07 August 2009

National Review's Texas Tall Tale


Texas through the looking glass:
Chamber of Commerce fluff


By Larry Ray / The Rag Blog / August 7, 2009

See 'Going Alamo,' by Kevin D. Williamson, Below.
Here's a dandy bit of fabricated economic good news from National Review. It is classic Republican POV, and the worst they call dear leader, Gov. Rick Perry, is "a classic conservative hard case who just vetoed a pre-kindergarten spending bill."

This "through the looking glass" reasoning is Chamber of Commerce fluff extolling a Texas with no mention of barrios, death row stats, incredible property taxes and soaring power bills just to note a few obvious omissions. High-rung GOP Leader, Mississippi Governor, Haley Barbour is barely making it even with his state's "punitive income tax system" and even with Toyota and Nissan plants operating in Mississippi the state is in dire shape financially.

Barbour's Republican conservative state leadership has made the poor poorer, kept uneducated still uneducated, while he and his white male cronies remain firmly in control playing to the state's deluded conservative base. Meanwhile Barbour's Washington Lobbying Firm is raking in the moolah.

This article by Kevin Williamson is a classic case of comparing apples to oranges. Let's hear it for the wonderful Republicans and their wonderful leadership and their wonderful ability to forget the disaster of the past eight years!
Going Alamo
By Kevin D. Williamson / July 20, 2009

If you want to know where the future is headed, look where the people are going. And if you want to know where the people are going, check with U-Haul. Here's an interesting indicator, first noted by the legendary economist Arthur Laffer: Renting a 26-foot U-Haul truck to go from Austin to San Francisco this July would cost you about $900. Renting the same truck to go from San Francisco to Austin? About $3,000. In the great balance of supply and demand, California has a large supply of people who are demanding to move to Texas. There's a reason for this.

"Did the greater prosperity in low-tax states happen by chance?" asks Laffer, who studied the issue for a detailed economic report, Rich States, Poor States. "What seems obvious to us appears as right-wing science fiction to many California legislators and pundits. They claim that serious reform of the tax code is unrealistic, that a large state has many duties to fulfill, and that it is irresponsible to call for a return to a 19th century view of the role of government... Not only does Texas lack a highly progressive income tax -- it doesn't have one at all!
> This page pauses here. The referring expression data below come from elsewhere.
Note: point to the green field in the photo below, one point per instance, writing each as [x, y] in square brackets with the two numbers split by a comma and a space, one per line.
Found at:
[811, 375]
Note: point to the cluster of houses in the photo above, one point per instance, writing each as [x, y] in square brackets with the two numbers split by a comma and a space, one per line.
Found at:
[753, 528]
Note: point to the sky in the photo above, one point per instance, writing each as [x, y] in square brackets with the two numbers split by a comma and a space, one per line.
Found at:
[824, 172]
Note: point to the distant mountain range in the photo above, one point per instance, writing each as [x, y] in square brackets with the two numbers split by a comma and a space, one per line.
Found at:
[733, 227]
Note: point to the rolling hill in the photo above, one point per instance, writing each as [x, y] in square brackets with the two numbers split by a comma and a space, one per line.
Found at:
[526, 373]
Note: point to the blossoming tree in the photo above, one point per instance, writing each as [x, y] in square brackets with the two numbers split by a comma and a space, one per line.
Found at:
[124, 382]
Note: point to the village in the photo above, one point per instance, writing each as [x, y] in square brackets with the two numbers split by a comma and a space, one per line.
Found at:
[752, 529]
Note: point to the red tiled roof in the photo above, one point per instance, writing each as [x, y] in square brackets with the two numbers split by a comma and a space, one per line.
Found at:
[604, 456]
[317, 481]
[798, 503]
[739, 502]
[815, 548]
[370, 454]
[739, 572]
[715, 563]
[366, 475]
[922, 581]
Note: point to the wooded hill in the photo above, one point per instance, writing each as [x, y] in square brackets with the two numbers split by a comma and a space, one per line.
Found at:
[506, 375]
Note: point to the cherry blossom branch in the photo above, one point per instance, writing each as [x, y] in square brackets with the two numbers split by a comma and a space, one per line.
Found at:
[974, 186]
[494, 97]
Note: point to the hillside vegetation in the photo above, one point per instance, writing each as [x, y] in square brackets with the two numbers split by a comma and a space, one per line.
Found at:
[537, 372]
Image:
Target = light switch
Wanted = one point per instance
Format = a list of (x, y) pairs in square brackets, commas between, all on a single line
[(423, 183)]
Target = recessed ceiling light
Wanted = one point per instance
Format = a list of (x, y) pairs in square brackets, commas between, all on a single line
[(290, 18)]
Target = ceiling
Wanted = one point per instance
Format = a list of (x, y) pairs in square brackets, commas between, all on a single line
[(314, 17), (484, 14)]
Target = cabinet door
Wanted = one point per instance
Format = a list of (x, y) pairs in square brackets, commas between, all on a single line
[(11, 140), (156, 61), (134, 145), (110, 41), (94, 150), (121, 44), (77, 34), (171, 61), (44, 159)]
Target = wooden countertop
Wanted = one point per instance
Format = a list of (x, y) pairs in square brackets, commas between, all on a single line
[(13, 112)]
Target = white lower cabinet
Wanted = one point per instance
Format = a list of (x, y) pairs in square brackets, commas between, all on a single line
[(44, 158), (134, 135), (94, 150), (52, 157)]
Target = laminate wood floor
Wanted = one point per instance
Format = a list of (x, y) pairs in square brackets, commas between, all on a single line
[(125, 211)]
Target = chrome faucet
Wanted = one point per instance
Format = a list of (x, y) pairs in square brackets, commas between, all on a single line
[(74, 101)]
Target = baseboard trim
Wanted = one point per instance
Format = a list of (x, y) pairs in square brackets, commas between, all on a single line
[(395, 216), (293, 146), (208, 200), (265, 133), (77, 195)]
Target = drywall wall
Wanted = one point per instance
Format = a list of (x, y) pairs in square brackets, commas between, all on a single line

"We hasten to add that the last time we checked, Texas still had literate kids, navigable roads and functioning hospitals, which one would think impossible given the hysterical rhetoric coming from defenders of California's punitive tax system. In fact, the Texas success story illustrates everything we have been recommending for California all these years. How do they do that?"

How, indeed?

Texas was among the last states to enter the recession. California is expected to be the last state to leave it. Texas has lots of jobs and not much in the way of taxes. California, the other way around. California has Arnold Schwarzenegger, a Hollywood Republican who presided over enormous expansions of spending and debt. Texas has Rick Perry, a classic conservative hard case who just vetoed a pre-kindergarten spending bill, adding to the record number of vetoes he's handed down as governor. And it's not just Perry -- the story of Texas politics is full of Democrats who would have been too right-wing to be elected as Republicans in Connecticut or Pennsylvania. Things are a little different down south of the Red River.

Governor Perry sums up the Texas model in five words: "Don't spend all the money." Here's what a good long run of small-government, low-tax conservatism has achieved in Texas: Once a largely agricultural state, Texas today is home to 6 of the 25 largest cities in the country, more than any other state. Texas has a trillion-dollar economy that would make it the 15th-largest national economy in the world if it were, as some of its more spirited partisans sometimes idly suggest it should be, an independent country.

By one estimate, 70 percent of the new jobs that were created in the United States in 2008 were created in Texas. Texas is home to America's highest-volume port, the largest medical center in the world, and the headquarters of more Fortune 500 companies than any other state, having surpassed New York in 2008. While the Rust Belt mourns the loss of manufacturing jobs, Texans are building Bell helicopters and Lockheed Martin airplanes, Dell computers and TI semiconductors. Always keeping an eye on California, Texans have started bottling wine and making movies. And there's still an automobile industry in America, but it's not headquartered in Detroit: A couple thousand Texans are employed building Toyotas, and none of them is a UAW member.